1. Field of the Invention
This invention relates to a heat wave shielding lamination, and more particularly to an improved heat wave shielding lamination comprising a plurality of thin layers laminated on the surface of a visible light transparent substrate.
2. Description of the Prior Art
Progress is being made in the development and practical application of heat wave shielding laminations consisting of thin layers of visible light transmitting material of a high refractive index alternating with those of a low refractive index formed on the surface of a visible light transparent substrate of glass or plastic. Because of their excellent transparency to visible light and their outstanding heat wave reflection characteristics, such heat wave shielding laminations are expected to be widely used on the window glass of automobiles or of buildings and in a wide range of other fields.
However, a drawback with the conventional heat wave shielding laminations has been that they did not provide the abrasion-resistance required for practical application, and because of this efforts to apply conventional heat wave shielding laminations have been extremely limited to such uses as heat shields in electronic copying machines and other such applications where the conditions of use are not so stringent. It has not been possible to apply such laminations to the windows of automobiles or of buildings owing to their lack of sufficient abrasion-resistance. For the same reason it was not possible to apply such laminations to plastic substrate materials.

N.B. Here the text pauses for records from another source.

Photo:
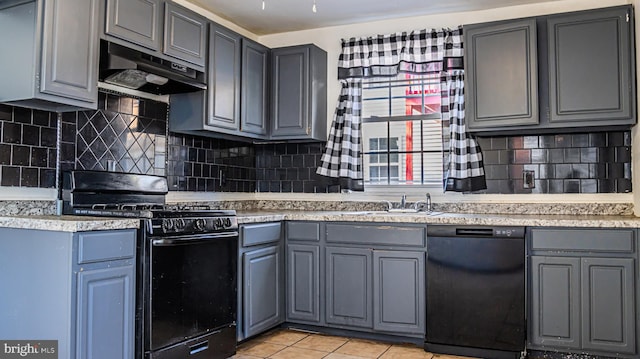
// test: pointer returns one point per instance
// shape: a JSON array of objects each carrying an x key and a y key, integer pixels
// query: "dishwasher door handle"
[{"x": 474, "y": 232}]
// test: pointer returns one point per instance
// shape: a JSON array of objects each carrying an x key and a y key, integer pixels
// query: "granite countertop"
[
  {"x": 80, "y": 224},
  {"x": 613, "y": 221},
  {"x": 67, "y": 223}
]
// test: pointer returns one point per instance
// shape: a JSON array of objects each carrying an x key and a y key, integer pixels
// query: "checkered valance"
[
  {"x": 424, "y": 51},
  {"x": 420, "y": 52}
]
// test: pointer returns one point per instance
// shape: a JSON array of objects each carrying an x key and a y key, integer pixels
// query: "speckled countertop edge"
[
  {"x": 447, "y": 218},
  {"x": 67, "y": 223}
]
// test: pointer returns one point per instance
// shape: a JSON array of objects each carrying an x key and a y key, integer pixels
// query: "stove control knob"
[
  {"x": 200, "y": 224},
  {"x": 179, "y": 224},
  {"x": 167, "y": 225}
]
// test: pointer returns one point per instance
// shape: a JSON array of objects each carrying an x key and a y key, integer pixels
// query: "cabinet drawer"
[
  {"x": 600, "y": 240},
  {"x": 254, "y": 234},
  {"x": 376, "y": 234},
  {"x": 104, "y": 246},
  {"x": 303, "y": 231}
]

Specifically, to use such heat wave shielding laminations for the windows of automobiles, they are required to pass the Taber abrasion test, one of the durability tests stipulated by JIS for automobile window glass. Evaluation of the abrasion resistance is on the basis of the haze value obtained after the test, and it is laid down in the JIS standard that the amount of abrasion measured thus must not exceed 2%.

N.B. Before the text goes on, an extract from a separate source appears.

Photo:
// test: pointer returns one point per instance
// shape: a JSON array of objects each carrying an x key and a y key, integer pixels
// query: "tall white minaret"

However, in the actual testing of conventional heat wave shielding laminations interlayer peeling occurred at the interface between the high-refraction and low-refraction films, resulting in haze values in excess of 2% and therefore precluding the use of such laminations for the windows of automobiles.
Furthermore, in order to improve their abrasion-resistance conventional heat wave shielding laminations, together with their glass substrate, were subjected to heat treatment at high temperatures of around 500.degree.-600.degree. C. or more. However, such high-temperature heat treatment could not be applied to the window glass of automobiles, to spectacle or camera lenses or to substrates of plastic, and this formed an obstacle to the practical utilization of heat wave shielding laminations.